Game Design Workshop Notes & Thoughts: Chapter 2
- Louis Chan
- Jun 22, 2022
- 3 min read
Updated: Jul 3, 2022
The Structure of Games
Louis Chan

I believe all people who want to become game designers, including me, love playing video games and dream to make our own games in the future and publish them. Before starting to make a game, we have to know what are the elements that construct them and the corresponding utility.
The structure of games can be varied from one genre to another to make them different forms of entertainment. However, there are elements that almost every game shares in common that allow us to recognize them as games.
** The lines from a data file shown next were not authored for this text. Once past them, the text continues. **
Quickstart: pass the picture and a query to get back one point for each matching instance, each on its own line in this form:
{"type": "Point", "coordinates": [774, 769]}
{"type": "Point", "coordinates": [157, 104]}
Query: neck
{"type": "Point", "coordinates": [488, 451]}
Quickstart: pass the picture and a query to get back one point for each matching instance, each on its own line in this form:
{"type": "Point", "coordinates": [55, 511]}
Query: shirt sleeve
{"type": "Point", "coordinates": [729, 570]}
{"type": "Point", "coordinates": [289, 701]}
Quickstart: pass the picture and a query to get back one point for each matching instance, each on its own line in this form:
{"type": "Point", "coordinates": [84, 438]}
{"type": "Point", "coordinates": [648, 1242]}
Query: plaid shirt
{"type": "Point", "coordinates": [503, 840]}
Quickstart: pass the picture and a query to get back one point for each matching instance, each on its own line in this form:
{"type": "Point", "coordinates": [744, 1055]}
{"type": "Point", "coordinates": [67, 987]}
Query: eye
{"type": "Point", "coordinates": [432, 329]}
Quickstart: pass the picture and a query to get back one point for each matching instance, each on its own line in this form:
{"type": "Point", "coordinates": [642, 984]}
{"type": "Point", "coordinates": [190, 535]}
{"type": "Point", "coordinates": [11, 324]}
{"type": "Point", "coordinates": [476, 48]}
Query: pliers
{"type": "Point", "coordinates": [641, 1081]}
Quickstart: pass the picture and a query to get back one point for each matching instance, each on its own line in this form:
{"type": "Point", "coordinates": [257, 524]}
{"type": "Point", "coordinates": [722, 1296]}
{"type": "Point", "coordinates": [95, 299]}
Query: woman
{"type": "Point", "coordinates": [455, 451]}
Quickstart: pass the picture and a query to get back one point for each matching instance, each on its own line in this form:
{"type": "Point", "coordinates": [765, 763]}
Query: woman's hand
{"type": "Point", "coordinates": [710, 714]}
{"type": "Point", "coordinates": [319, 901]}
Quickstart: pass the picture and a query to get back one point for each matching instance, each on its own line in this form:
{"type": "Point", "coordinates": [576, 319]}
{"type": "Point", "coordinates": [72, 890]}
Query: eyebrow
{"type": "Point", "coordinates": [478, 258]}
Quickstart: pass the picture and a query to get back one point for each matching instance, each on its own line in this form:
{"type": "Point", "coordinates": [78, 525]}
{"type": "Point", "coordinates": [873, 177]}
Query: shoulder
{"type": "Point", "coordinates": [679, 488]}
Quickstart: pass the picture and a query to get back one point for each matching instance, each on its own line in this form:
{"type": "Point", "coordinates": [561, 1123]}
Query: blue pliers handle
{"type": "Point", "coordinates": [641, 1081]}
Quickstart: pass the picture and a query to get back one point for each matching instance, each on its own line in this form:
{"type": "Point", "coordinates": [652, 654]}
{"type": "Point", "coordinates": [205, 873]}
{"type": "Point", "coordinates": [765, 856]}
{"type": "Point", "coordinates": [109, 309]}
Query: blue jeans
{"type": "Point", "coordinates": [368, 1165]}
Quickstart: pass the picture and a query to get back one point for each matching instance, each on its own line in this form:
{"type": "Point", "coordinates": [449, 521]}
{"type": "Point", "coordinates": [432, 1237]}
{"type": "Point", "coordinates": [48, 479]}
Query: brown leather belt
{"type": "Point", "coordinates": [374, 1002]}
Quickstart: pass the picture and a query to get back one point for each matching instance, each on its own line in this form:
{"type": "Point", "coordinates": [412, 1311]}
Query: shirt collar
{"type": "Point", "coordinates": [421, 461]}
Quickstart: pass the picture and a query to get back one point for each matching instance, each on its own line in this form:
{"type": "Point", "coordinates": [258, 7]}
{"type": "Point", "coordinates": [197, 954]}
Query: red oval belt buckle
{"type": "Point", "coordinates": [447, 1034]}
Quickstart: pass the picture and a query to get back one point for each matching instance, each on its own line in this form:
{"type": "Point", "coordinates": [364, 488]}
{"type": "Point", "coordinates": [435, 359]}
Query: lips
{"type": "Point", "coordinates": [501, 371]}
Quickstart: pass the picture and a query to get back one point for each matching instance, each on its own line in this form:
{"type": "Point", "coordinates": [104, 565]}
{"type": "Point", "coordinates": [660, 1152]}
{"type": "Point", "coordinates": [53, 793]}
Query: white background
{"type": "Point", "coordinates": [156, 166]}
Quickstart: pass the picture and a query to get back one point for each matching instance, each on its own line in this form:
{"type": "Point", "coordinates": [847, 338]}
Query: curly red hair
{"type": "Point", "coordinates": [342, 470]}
Now, I am going to share the teardown analysis of the structure of games to reveal working definitions on the elements that make up the essence of games.

Players
How players might join or start the game (single, multi-player).
Objectives
The specific goal for the players.
Procedures
The actions or methods of play allowed by the rules (linear, non-linear approach, sandbox, etc.).
Rules
What objects the game consists of and what the players can and cannot do; clarify what happens in various situations that might arise (if … happens, then …).
Resources
These objects made valuable because they can help the players achieve their goals, but they are scarce in the system meanwhile, so players need to find or fight for them and manage them.
Conflict
The relationship creates between the objectives of the players and the rules and procedures limiting and guiding behavior, which the players work to resolve in their own favor.
Boundaries
Rules that apply to a temporary world rather than the ordinary world, bound players in the game’s verisimilitude emotionally (or physically too with VR equipment).
Outcome
The key motivator for the players. If they can anticipate the outcome completely, it will result in stopping playing. Because games depend on uncertainty of measurable outcome in every play for their dramatic tension, and players invest their emotions in that uncertainty.
It can also differ from the physical objects, such as the moral and sensation rewards: what will happen if fewer enemies the player killed, the emotional reward, etc.

Undertale
Every game is a closed formal system, all the elements are interrelated and integrated to engage players in structured conflicts.
Engage the Players
The learning process of players is from the challenges that fit the learning curve that players will find challenging in the beginning, learn from it, master what was acquired, and overcome it. Then, a new challenge that requires a new learning curve appears. This repeats till the end of the game to keep the player in a pleasurably challenging state of flow so that players will not be frustrated or think it is too easy and then move on.
Conflicts also challenge the players, creating tension as they work to resolve problems, as well as creating varying levels of achievement or frustration, which requires a balance of emotional responses to the amount of challenge.
Play
Play is the amount of movement that is allowed for the players to make by sticking with the core experience, procedures and rules
The Premise of the Game
Before players start playing the game, some formal elements to create engagement (i.e. in Monopoly, players are each landlords, buying, selling, and developing valuable pieces of real estate in an effort to become the richest player in the game).
Character
The agents for the players to empathize and engage with the situation and live vicariously through their efforts, or vessels for their own participation, entry points to experience situations and conflicts.
Story
Story differs from premise in its narrative qualities, a premise doesn't need to go anywhere from where it begins, when stories unfold from the premise with the game. Also, stories need to be integrated into gameplay to create powerful emotional results, and dramatic elements in stories can create scenes that increase player engagement and even meaningful gameplay experience.
Above are the formal elements that play an essential structural function in traditional game systems, however, to seek innovation, it requires going beyond these basic elements and exploring new forms of interactivity that lie at the edge of games.

Tron: Legacy (2010)
End Note
The entire purpose of games is to engage players, without players, they have no reason to exist. To achieve that, games need to involve players in a conflict that is structured by their formal and dramatic elements.
Games challenge players to accomplish their objectives while following rules and procedures that make it difficult to do so. In single-player, this challenge can come from the system itself, while in multiplayer games it can come from the system, from their players, or from both.
There are still areas that are left in shadow to be discovered which might lead to the next generation of games, and knowing these can be a launchpad for the expedition into the world of designing games to push the envelope and transport players beyond their imagination.